Thanks, [~ankit.singhal]. Looks good. One minor thing we can cleanup based on the new guidepost format (unrelated to this change):
- No need to copy the row key or create ImmutableBytesWritable here, instead just modify addGuidePosts to take parameters for byte[] rowArray, int offset, int length:
{code}
diff --git a/phoenix-core/src/main/java/org/apache/phoenix/schema/stats/StatisticsCollector.java b/phoenix-core/src/main/java/org/apache/phoenix/schema/stats/StatisticsCollector.java
index 3462f22..676ff77 100644
--- a/phoenix-core/src/main/java/org/apache/phoenix/schema/stats/StatisticsCollector.java
+++ b/phoenix-core/src/main/java/org/apache/phoenix/schema/stats/StatisticsCollector.java
@@ -190,8 +190,9 @@ public class StatisticsCollector {
             if (byteCount >= guidepostDepth) {
                 byte[] row = ByteUtil.copyKeyBytesIfNecessary(
                         new ImmutableBytesWritable(kv.getRowArray(), kv.getRowOffset(), kv.getRowLength()));
-                if (gps.getSecond().addGuidePosts(row, byteCount)) {
+                if (gps.getSecond().addGuidePosts(row, byteCount, gps.getSecond().getRowCount())) {
                     gps.setFirst(0l);
+                    gps.getSecond().resetRowCount();
                 }
             }
         }
{code}
- Also, a few tests around this would be good.

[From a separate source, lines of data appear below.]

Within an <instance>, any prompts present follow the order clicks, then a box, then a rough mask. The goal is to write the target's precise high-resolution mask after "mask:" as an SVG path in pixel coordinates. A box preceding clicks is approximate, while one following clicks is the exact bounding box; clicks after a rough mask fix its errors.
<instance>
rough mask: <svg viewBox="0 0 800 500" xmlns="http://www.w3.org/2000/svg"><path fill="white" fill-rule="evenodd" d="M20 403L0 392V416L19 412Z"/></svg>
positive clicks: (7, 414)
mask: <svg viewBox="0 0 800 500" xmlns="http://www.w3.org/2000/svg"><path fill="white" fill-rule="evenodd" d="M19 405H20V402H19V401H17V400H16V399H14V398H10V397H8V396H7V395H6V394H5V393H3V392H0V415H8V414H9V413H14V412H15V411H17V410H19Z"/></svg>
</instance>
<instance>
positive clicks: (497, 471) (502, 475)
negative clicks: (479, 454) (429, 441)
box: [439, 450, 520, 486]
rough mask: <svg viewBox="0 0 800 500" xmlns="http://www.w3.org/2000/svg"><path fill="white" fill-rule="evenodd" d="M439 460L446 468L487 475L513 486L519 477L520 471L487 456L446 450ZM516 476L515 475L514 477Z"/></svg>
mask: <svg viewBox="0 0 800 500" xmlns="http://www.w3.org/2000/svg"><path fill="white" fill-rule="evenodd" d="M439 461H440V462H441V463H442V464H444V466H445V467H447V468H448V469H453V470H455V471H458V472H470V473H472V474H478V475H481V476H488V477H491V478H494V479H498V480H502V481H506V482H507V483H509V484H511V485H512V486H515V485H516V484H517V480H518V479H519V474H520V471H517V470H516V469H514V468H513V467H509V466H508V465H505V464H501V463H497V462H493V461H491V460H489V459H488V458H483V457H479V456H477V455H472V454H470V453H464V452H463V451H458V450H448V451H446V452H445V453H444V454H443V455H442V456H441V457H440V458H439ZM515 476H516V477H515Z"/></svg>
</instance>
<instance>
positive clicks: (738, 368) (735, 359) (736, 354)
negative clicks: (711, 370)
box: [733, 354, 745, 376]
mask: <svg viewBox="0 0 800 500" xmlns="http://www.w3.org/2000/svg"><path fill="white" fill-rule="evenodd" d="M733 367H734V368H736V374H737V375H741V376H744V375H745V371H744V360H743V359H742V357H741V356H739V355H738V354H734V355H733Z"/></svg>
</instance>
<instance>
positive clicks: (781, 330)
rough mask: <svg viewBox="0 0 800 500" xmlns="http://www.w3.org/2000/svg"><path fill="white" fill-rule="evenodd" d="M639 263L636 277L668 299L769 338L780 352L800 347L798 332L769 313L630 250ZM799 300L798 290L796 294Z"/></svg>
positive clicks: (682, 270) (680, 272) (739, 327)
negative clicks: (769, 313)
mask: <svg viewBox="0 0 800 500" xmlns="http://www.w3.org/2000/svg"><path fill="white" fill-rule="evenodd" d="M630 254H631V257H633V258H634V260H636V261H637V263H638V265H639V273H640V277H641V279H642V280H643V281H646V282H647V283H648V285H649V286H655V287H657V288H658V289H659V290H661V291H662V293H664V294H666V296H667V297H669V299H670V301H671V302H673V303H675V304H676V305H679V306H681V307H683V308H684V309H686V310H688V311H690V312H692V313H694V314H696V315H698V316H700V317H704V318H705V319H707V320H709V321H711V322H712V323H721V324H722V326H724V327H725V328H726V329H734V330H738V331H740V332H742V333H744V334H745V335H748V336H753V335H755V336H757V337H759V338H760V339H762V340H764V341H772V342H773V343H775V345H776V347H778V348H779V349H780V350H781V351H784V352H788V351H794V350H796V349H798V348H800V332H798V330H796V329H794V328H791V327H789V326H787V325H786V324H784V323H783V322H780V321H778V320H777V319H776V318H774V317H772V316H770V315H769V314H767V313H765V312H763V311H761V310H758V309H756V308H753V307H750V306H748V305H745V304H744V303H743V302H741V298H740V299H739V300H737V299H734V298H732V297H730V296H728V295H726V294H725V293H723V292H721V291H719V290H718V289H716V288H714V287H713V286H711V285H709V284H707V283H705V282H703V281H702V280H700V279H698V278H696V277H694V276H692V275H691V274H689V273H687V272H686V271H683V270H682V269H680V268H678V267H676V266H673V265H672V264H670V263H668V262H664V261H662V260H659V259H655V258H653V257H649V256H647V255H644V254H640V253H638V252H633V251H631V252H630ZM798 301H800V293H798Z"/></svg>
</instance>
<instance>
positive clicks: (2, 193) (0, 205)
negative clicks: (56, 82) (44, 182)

> store rowCount and byteCount at guidePost level
> -----------------------------------------------
>
>                 Key: PHOENIX-2683
>                 URL: https://issues.apache.org/jira/browse/PHOENIX-2683
>             Project: Phoenix
>          Issue Type: Bug
>            Reporter: Ankit Singhal
>            Assignee: Ankit Singhal
>            Priority: Minor
>             Fix For: 4.7.0
>
>         Attachments: PHOENIX-2683.patch
>
>
> The GUIDE_POSTS_WIDTH and GUIDE_POSTS_ROW_COUNT should contain the number
> of bytes and number of rows which were traversed since the last guidepost.
> So given some start key and stop key from a scan and knowledge that a given
> column family is used in a query, you should be able to run a query like
> this:
> SELECT SUM(GUIDE_POSTS_WIDTH) bytes_traversed,
>     SUM(GUIDE_POSTS_ROW_COUNT) rows_traversed
> FROM SYSTEM.STATS
> WHERE COLUMN_FAMILY = :1
> AND GUIDE_POST_KEY >= :2
> AND GUIDE_POST_KEY < :3
> where :1 is the column family, :2 is the start row of the scan, and :3 is
> the stop row of the scan. The result of the query should tell you the
> bytes_traversed and the rows_traversed with a granularity of the
> phoenix.stats.guidepost.width config parameter.
> Description is copied from dev mail thread.



--
This message was sent by Atlassian JIRA
(v6.3.4#6332)